Common misconceptions
Students think the earth wire carries current in normal operation — the earth wire only carries current if there is a fault. Students confuse the fuse (protects the appliance/wiring, in the plug) with the earth wire (protects the user from electric shock). Students think AC means the electrons travel alternately in both directions equally — electrons oscillate back and forth but the net charge flow (power transfer) is in one direction.
Difficulty levels
Recognises that electrical appliances transfer energy, knows the difference between a.c. and d.c., and identifies basic electrical safety features (fuses, earth wires, insulation).
Example task
State two differences between alternating current (a.c.) from the mains and direct current (d.c.) from a battery.
Model response: A.c. constantly changes direction while d.c. flows in one direction only. UK mains a.c. has a frequency of 50 Hz and a voltage of 230 V, while a typical battery provides 1.5 V d.c.
Calculates electrical power using P = IV and P = I²R, determines energy transferred using E = Pt, and explains how fuses and circuit breakers protect circuits from overheating.
Example task
A 2300 W kettle is connected to the 230 V mains. Calculate the current and select an appropriate fuse (3 A, 5 A, or 13 A).
Model response: I = P/V = 2300/230 = 10 A. The fuse must be rated above the normal operating current but as close as possible. A 13 A fuse is appropriate. A 5 A fuse would blow during normal use; a 3 A fuse would also blow.
Applies the National Grid model to explain efficient power transmission, uses P = IV and P = I²R to explain why high voltage reduces energy losses, and calculates energy costs using the kilowatt-hour.
Example task
Explain why the National Grid transmits electricity at 400,000 V rather than at 230 V. Use relevant equations in your answer.
Model response: Power transmitted is P = IV. For a given power, increasing voltage reduces current (I = P/V). Energy dissipated in the cables as heat is P_loss = I²R. Since current is squared, halving the current reduces heating losses by a factor of four. Transmitting at 400,000 V keeps current very low, minimising I²R losses in the long cables. Step-up transformers increase voltage at the power station; step-down transformers reduce it to 230 V for homes.
Evaluates the efficiency and safety trade-offs in real electrical systems, analyses energy cost scenarios with multiple appliances, and critically discusses the advantages and limitations of different generation and distribution methods.
Example task
A household has two options for water heating: a 3 kW immersion heater running for 2 hours daily, or a heat pump rated at 1 kW running for 3 hours with a coefficient of performance of 3. Electricity costs 30p per kWh. Compare the annual costs and energy efficiency of each system.

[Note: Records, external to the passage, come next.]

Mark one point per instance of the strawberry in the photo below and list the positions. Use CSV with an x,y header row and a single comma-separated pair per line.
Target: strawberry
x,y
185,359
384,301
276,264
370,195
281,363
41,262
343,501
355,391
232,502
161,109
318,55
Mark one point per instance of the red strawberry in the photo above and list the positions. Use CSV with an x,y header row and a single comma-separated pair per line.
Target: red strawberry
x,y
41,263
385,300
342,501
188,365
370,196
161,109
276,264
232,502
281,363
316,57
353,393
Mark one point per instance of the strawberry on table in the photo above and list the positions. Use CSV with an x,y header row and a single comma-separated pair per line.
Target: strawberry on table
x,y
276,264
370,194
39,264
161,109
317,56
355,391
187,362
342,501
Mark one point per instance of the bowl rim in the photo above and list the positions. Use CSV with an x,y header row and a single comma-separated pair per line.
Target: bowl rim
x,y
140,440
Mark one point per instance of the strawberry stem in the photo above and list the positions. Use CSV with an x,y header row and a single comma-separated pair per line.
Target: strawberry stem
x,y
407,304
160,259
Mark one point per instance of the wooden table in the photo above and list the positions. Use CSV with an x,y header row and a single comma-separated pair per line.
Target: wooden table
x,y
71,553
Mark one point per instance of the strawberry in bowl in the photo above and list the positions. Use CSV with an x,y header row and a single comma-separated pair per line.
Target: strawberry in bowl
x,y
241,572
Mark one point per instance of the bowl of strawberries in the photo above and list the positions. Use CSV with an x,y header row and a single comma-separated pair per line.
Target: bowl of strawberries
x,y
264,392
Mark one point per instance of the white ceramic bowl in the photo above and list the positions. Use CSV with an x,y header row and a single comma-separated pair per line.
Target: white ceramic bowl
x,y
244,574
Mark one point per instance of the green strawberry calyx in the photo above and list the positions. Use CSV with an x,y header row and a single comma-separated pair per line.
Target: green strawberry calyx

Model response: Immersion heater: daily energy = 3 × 2 = 6 kWh, annual cost = 6 × 365 × 0.30 = £657. Heat delivered = 6 kWh. Heat pump: daily electrical energy = 1 × 3 = 3 kWh, but COP of 3 means heat delivered = 3 × 3 = 9 kWh. Annual cost = 3 × 365 × 0.30 = £328.50. The heat pump costs half as much while delivering 50% more heat, because it moves thermal energy from outside rather than converting electrical energy directly. However, the heat pump has higher installation costs, lower COP in cold weather, and the comparison assumes constant COP, which is an idealisation.
Delivery rationale
Secondary science knowledge concept — factual/theoretical content with clear misconceptions to diagnose.